Le même exercice est  reproduit avec trois ou quatre autres masques.

L’acteur pourra alors comparer les différences de :

–          postures

–          intensités

–          rythmes

–          volumes

–          états d’âme

–          voix

–          pensées

–          point de vue

–          effets produit en lui

suivant le masque qu’il travaille.

B. Le rapport au public

Travail seul

L’acteur choisi dans les masques qu’il a explorés, celui qui lui a produit le plus de plaisir.

Il se prépare à nouveau devant un miroir qui est installé sur la scène, de profil au public.

Il refait, au présent, devant le public, tout le travail de préparation décrit dans l’exercice précédent.

Lorsqu’il se sent prêt, il quitte le miroir et entraîne son regard vers le public. Il pose le regard sur quelqu’un et reste quelques instants avec lui pour partager l’état qu’il ressent. Il déplace ensuite son regard sur quelqu’un d’autre. Il essaie de dire son expression ou sa phrase à l’adresse de quelqu’un du public. S’il est à l’aise, une petite situation naît : le personnage masqué, découvre le public et lui parle directement.

L’objectif de ce travail n’est pas de faire des actions ni de jouer une scène mais de « présenter » au public le personnage en lui montrant sa manière de se tenir, de se déplacer, de bouger, de parler.

L’acteur doit rester très précis dans ses perceptions, dès qu’il « perd » son personnage, il retourne au miroir pour « reconstruire » les différents paramètres physiques qui constituent la forme du personnage.

C. Le rapport au partenaire

Travail à deux

Deux comédiens se préparent derrière le rideau. Ils ont un miroir chacun. Ils présentent un masque qu’ils ont travaillés tout d’abord seul afin d’être à l’aise avec les différents paramètres qui constituent le personnage et être solides dans sa mise en mouvement.

Ils prennent bien le temps de refaire tout le parcours de préparation devant le miroir, mais, cette fois-ci, cachés du public. Lorsqu’ils sont prêts, sans se concerter, ils passent le rideau. Le premier regard est consacré à la rencontre avec le public. Dans un deuxième temps, le personnage voit l’autre personnage. Il laisse venir en lui la réaction et la transmet au public en regardant de son côté.

Le jeu va alors être de trouver l’équilibre entre les moments où l’acteur regarde son partenaire et le moment où il regarde le public pour lui transmettre ce qu’il ressent, tout en restant toujours en empathie corporelle avec son partenaire.

Petit à petit, si les acteurs sont à l’aise avec les masques, une situation entre les deux personnages peut naître.

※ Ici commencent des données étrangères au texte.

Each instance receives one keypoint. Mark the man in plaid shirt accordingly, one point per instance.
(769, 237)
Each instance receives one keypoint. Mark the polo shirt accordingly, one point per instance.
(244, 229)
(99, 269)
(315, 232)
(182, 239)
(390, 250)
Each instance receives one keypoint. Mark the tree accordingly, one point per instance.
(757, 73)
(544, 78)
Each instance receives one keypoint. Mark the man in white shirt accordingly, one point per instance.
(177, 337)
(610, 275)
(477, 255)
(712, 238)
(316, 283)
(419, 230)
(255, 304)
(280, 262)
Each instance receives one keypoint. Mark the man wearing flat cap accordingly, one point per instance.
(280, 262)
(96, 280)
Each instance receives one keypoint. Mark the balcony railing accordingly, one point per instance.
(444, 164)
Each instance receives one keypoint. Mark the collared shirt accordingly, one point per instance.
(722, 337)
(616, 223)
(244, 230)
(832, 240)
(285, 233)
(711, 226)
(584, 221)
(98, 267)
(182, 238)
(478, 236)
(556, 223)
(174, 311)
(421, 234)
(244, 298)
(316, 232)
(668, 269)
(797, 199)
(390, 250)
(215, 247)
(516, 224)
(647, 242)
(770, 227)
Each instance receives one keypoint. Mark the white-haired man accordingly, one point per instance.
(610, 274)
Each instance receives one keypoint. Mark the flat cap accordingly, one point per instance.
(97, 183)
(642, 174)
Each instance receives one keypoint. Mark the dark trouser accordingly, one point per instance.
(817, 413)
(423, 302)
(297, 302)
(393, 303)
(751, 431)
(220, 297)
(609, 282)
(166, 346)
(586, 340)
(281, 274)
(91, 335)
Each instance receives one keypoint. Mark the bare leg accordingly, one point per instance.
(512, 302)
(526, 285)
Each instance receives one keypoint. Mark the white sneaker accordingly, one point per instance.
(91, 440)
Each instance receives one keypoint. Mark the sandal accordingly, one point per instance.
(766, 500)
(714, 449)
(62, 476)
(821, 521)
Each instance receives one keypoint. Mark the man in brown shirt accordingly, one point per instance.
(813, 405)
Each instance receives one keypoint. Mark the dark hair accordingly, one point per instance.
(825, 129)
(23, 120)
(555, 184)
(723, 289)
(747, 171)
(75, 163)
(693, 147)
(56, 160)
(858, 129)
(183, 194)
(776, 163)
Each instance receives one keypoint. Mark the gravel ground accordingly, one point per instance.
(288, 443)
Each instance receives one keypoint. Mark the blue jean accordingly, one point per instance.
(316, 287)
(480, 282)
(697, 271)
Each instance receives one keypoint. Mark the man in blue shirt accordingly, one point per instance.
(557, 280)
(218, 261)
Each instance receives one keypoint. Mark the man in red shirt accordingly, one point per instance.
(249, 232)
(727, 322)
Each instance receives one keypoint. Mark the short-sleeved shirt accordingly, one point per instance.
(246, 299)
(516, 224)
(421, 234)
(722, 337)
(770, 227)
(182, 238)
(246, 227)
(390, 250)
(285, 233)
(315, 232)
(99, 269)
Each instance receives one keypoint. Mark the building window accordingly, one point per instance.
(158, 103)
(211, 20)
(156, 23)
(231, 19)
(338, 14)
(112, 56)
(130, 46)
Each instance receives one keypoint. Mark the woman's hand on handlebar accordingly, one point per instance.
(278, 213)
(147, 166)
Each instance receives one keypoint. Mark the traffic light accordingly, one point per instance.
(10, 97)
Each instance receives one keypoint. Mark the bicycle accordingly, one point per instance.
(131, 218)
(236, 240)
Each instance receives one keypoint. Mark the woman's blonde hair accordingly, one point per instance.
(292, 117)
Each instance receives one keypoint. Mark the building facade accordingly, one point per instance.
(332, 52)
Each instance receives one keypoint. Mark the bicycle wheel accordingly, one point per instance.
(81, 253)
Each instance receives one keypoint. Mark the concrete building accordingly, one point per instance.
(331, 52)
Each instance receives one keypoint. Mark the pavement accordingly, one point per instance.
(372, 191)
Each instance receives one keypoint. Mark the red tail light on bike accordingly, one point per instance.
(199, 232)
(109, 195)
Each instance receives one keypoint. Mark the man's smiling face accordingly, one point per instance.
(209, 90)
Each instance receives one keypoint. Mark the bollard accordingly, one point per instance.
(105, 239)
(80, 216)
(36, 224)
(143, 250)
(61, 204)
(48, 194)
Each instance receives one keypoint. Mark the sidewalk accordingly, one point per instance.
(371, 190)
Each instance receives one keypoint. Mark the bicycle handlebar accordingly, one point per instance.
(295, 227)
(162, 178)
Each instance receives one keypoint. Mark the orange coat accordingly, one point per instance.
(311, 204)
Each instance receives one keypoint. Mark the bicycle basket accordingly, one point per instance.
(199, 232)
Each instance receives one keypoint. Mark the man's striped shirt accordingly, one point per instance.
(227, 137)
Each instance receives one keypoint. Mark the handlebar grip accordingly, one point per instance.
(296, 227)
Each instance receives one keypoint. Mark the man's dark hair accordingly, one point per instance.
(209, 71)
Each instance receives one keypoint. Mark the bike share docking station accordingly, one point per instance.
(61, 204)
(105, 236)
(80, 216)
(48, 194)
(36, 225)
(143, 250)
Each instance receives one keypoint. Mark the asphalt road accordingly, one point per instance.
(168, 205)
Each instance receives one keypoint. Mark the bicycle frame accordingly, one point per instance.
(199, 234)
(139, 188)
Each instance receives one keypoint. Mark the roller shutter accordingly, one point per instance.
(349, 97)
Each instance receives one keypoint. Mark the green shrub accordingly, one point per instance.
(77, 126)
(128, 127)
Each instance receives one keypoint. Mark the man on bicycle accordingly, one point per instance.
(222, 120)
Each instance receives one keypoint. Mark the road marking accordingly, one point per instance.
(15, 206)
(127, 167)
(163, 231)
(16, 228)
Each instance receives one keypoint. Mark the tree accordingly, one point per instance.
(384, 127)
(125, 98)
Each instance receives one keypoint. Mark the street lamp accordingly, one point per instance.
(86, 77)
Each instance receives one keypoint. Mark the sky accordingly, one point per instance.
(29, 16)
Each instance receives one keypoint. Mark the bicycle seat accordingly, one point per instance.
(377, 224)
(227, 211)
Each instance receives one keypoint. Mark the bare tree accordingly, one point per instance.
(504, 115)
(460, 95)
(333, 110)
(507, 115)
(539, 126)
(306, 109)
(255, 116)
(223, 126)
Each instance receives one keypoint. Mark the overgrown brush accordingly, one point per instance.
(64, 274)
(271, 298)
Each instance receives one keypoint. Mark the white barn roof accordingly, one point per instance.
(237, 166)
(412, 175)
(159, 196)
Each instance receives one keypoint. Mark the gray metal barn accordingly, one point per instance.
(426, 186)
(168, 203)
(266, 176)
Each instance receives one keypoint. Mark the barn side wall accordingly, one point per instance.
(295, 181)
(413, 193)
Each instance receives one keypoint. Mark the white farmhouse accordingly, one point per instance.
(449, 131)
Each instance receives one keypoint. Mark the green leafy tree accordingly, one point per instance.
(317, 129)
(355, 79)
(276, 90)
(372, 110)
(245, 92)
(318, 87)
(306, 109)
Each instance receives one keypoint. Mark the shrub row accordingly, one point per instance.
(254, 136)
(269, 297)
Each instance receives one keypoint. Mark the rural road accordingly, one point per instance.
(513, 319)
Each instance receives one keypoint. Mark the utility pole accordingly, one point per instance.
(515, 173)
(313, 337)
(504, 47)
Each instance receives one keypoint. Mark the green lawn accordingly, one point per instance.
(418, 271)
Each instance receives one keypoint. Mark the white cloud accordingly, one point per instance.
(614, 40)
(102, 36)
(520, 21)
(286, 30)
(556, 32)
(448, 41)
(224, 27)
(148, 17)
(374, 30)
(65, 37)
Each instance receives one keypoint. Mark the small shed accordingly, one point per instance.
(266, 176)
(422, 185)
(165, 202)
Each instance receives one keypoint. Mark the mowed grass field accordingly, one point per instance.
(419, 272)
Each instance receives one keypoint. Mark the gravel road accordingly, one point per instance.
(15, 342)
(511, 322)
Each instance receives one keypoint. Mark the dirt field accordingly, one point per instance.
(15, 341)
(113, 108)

Recommandation pour le travail du masque expressif            

–          Toujours prendre le temps d’une préparation. D’abord sans les masques « échauffement perceptif », puis avec les masques ; d’abord sans le public (expérimentation pour soi), puis avec le public (passage à l’état de représentation qui ne doit pas faire perdre le lien avec soi construit en groupe).

–          Il est important que l’acteur commence à travailler avec un masque avec lequel il se sent bien.

–          Respecter une évolution progressive pour permettre à l’acteur d’intégrer tous les paramètres physiques.

–          Ne pas faire d’improvisations trop longues, le jeu du masque étant fatiguant dans la précision, l’intensité, l’énergie qu’il demande.

–          Faire respecter au maximum les temps de postures et d’arrêts : ce sont dans ces moments là que l’acteur prend contact avec le public et que l’échange est le plus intense.

–          Enlever l’idée préconçue que le jeu masqué doit se faire dans une grande énergie, soutenu par des mouvements physiques extrêmes et beaucoup d’action. Le masque vit au maximum dans les petites choses et dans un rapport vrai et authentique au public.

–          Le masque est un outil très puissant qui existe par lui-même à partir du moment ou l’acteur est vivant, conscient, présent, authentique.

Toujours demander à l’acteur après un travail ce qu’il a ressenti et ne pas projeter, en tant qu’animateur ses propres interprétations. Entendre dans ce que dit l’acteur, les paramètres porteurs de solution, de découvertes et ne pas s’attarder aux difficultés et aux résistances.